Variable annuity provider Jefferson National is adding more alternative mutual fund products to its lineup in anticipation of greater advisor adoption of these hot strategies.
Specifically, Jefferson National is adding the new BCM Decathlon Series of three, quantitative, ETF-based strategies; the Power Income VIT from W.E. Donoghue & Co; and the Hatteras Alpha Hedged Strategies Fund, a daily liquid, fully transparent fund of funds offering exposure to multiple hedge fund managers and strategies.
The firm is also adding the Invesco VI Balanced-Risk Allocation II, the Legg Mason Dynamic Multi-Strategy VIT II, the Janus Aspen Protected -- Growth Portfolio, the Fidelity VIP FundsManager portfolios; and three ETF-based Target Date Funds from Wilshire Funds Management.

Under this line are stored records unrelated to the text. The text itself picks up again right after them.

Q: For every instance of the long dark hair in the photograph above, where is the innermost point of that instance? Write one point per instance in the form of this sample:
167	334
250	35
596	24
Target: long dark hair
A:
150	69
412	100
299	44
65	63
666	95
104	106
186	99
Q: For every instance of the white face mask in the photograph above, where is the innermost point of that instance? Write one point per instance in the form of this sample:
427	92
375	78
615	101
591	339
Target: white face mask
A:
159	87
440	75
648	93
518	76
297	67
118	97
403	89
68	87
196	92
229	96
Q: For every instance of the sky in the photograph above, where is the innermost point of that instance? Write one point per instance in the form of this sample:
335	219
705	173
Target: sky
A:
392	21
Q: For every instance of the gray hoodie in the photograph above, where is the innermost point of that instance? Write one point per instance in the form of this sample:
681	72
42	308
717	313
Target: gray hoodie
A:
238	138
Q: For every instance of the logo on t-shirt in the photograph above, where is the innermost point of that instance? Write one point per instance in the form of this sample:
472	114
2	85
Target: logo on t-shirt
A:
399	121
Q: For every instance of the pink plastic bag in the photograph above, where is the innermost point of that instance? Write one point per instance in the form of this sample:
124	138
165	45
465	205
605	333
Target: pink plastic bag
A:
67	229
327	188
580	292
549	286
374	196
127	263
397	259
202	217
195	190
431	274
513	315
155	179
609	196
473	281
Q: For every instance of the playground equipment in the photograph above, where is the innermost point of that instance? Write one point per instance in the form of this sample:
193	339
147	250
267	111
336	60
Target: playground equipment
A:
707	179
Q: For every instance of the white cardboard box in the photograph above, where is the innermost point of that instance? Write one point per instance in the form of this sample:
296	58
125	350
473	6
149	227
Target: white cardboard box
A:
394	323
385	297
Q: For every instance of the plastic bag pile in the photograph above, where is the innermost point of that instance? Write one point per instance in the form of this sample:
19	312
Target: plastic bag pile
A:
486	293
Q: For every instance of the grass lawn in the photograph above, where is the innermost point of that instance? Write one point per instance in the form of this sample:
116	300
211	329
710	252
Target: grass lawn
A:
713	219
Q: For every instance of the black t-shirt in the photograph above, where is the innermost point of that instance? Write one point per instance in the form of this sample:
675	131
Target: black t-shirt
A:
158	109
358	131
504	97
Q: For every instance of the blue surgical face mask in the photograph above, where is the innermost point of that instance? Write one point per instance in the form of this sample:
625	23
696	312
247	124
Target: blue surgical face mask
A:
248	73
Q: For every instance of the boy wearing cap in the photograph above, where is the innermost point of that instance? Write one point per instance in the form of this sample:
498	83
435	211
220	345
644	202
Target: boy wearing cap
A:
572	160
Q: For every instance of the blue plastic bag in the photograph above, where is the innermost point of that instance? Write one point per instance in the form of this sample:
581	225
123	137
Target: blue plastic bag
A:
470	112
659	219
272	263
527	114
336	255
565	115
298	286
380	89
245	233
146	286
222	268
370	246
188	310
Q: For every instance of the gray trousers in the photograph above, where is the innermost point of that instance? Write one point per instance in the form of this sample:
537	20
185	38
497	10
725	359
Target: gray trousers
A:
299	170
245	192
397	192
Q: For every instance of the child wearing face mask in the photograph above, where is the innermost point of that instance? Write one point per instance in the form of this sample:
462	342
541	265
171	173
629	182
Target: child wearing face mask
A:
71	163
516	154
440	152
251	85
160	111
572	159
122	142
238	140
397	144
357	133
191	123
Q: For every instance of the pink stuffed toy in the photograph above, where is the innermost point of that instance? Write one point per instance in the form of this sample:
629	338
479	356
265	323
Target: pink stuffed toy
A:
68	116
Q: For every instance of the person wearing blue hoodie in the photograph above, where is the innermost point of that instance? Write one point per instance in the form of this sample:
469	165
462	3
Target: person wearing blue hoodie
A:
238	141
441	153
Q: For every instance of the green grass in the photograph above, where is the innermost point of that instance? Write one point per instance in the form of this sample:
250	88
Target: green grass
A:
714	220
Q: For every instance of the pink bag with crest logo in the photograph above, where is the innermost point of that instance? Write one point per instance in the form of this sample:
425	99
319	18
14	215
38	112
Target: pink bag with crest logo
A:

"A growing number of RIAs and fee-based advisors are using alternatives to achieve greater diversification and downside protection in this challenging market--and our surveys show that nearly two-thirds of advisors think alternatives will become more important than traditional asset classes," stated Laurence Greenberg, president, Jefferson National.
"But as we recently discussed with a panel of industry experts at the NAPFA National Conference, for many advisors tax-inefficiency can be a big barrier to using alternatives. Our latest addition of alternative strategy investment options goes right to this point."